The group of distinct observation numbers looks like: 
 {'36', '68', '17', '57', '2', '32', '60', '73', '79', '25', '61', '34', '48', '62', '21', '53', '71', '59', '39', '10', '70', '18', '76', '29', '23', '1', '56', '31', '58', '45', '30', '54', '24', '77', '3', '75', '35', '27', '14', '49', '20', '13', '66', '74', '15', '81', '67', '38', '37', '51', '69', '55', '82', '46', '5', '11', '42', '33', '8', '4', '28', '47', '80', '22', '63', '41', '65', '26', '78', '9', '19', '72', '7', '44', '64', '52', '50', '16', '12', '6', '40', '43'}
The final groups look like: 
 defaultdict(<class 'set'>, {'36': {'62', '36'}, '68': {'68'}, '17': {'17'}, '2': {'57', '2'}, '32': {'31', '30', '32'}, '28': {'60', '6', '28'}, '52': {'73', '52'}, '79': {'79', '39'}, '25': {'56', '25'}, '29': {'7', '61', '29'}, '34': {'35', '34'}, '71': {'48', '71'}, '21': {'75', '21'}, '53': {'16', '67', '78', '53'}, '58': {'27', '5', '3', '59', '26', '58', '4'}, '9': {'10', '9'}, '43': {'44', '43', '70'}, '18': {'18'}, '63

The final groups dictionary from the last code output is then written into an output csv file.
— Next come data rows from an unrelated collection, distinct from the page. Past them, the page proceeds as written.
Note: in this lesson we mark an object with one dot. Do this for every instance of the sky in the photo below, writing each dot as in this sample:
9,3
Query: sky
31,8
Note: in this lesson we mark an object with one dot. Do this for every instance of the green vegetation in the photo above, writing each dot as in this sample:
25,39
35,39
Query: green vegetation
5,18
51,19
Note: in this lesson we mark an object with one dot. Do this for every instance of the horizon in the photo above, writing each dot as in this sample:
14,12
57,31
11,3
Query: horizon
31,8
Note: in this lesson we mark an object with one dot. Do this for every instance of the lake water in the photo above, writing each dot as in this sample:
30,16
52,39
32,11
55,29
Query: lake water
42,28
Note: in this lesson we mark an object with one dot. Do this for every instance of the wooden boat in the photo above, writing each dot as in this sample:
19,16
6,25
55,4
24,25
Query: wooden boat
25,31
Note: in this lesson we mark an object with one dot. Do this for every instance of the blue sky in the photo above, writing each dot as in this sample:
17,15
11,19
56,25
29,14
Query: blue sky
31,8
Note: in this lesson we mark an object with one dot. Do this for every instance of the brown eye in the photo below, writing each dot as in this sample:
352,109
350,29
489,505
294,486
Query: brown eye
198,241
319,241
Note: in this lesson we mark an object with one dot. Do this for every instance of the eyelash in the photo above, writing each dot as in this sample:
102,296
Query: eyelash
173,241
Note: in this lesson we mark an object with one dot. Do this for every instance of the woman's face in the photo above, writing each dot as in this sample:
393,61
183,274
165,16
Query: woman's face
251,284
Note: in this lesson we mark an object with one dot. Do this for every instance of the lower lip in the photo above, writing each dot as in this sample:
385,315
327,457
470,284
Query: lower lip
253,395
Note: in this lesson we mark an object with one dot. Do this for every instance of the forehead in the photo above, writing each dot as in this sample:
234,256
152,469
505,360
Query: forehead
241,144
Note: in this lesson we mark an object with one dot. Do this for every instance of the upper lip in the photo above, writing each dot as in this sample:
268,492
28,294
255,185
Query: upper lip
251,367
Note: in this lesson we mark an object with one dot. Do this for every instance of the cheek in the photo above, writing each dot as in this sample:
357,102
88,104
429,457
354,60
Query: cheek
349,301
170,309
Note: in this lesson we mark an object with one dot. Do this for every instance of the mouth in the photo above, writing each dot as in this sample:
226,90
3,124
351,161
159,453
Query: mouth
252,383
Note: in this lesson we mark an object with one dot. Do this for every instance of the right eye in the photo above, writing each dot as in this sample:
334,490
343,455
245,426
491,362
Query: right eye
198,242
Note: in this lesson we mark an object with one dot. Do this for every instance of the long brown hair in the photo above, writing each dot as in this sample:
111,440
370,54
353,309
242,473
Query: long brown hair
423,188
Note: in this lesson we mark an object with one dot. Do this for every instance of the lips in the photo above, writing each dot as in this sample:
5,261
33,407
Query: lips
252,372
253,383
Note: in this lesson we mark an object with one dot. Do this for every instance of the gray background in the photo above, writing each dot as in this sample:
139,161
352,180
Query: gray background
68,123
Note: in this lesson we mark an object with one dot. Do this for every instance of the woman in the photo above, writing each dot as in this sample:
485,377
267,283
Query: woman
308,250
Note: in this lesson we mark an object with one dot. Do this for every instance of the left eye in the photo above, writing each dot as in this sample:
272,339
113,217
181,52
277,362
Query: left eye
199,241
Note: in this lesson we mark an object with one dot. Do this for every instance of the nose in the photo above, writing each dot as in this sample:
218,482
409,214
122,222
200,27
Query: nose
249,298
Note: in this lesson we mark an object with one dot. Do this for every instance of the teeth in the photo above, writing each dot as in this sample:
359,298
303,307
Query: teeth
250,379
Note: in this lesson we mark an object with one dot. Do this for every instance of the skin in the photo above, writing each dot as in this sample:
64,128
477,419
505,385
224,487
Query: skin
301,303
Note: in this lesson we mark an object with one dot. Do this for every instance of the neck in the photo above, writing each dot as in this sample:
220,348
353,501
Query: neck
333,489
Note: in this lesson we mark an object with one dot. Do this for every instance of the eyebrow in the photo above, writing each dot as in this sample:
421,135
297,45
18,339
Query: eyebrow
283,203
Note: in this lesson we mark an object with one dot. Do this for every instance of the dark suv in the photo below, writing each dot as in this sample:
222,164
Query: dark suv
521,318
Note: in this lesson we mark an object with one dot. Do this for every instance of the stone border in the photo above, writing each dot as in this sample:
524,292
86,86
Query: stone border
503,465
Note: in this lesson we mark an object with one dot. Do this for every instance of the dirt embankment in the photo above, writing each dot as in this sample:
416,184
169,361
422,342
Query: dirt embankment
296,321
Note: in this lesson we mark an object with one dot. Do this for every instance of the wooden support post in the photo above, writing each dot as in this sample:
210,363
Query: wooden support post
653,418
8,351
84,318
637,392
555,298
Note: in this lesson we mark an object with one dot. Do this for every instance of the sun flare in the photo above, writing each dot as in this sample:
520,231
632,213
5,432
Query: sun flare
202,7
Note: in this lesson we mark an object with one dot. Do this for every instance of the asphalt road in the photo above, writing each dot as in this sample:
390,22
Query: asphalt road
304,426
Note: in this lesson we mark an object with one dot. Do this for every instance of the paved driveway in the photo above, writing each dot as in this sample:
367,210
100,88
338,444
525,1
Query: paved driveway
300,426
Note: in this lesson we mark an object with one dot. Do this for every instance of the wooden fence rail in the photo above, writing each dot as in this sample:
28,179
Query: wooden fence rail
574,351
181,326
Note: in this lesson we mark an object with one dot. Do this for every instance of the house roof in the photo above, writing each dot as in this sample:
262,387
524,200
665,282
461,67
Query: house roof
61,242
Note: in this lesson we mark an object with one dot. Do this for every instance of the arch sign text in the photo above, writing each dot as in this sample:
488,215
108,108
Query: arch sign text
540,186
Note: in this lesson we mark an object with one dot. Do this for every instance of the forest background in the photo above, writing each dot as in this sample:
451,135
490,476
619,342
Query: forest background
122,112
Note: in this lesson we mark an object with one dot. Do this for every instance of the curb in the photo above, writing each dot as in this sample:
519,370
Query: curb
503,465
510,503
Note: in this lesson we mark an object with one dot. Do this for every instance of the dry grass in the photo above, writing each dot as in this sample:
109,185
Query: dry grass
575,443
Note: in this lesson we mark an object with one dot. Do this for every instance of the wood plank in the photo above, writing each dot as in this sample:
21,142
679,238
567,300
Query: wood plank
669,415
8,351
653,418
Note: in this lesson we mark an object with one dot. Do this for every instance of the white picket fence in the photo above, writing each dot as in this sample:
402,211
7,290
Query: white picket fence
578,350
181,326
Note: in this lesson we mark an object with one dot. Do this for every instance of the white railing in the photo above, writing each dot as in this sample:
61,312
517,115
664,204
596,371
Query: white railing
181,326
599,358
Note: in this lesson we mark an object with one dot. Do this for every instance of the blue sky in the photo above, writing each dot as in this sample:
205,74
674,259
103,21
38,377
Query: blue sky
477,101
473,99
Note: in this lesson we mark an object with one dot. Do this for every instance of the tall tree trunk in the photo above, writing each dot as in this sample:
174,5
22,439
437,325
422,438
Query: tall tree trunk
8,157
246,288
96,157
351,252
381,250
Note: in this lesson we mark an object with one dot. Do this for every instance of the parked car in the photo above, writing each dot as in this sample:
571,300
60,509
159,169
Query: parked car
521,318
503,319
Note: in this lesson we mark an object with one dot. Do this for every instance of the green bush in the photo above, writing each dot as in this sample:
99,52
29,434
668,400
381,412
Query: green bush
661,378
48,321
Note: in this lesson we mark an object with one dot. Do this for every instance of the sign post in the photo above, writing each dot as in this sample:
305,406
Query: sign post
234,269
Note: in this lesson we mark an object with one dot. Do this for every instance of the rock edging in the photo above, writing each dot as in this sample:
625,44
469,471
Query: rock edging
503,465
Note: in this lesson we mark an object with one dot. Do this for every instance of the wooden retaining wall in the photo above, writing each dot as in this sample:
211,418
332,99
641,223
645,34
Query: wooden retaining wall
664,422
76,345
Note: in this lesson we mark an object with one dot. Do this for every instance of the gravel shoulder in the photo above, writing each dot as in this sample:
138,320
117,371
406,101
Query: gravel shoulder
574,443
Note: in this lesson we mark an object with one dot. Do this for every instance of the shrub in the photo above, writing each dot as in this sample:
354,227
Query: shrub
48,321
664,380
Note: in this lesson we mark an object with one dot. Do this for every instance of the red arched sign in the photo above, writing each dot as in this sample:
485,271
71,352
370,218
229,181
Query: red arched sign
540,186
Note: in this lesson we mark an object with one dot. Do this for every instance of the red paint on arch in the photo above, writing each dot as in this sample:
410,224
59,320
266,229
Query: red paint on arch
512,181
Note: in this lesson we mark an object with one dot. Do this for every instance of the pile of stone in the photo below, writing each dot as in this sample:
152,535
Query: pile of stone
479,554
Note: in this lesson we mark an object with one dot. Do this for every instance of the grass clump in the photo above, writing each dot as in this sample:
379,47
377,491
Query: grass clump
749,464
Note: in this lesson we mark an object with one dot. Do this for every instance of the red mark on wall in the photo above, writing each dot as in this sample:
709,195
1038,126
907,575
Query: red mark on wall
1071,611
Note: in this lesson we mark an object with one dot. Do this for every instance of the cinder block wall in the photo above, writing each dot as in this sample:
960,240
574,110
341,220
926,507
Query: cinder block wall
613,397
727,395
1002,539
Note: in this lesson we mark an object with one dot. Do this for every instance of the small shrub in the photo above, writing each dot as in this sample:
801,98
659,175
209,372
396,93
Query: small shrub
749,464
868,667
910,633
Therefore, all that the remaining chunk of code for the `process_group` method does is output the data stored in `groups` to a csv table in the form that you see in the file `FishPythonOutputTable.csv`.

###**`has_support_for`**

The purpose of the `has_support_for` method is self-explanatory in the doctsting and the comments provided in the script itself.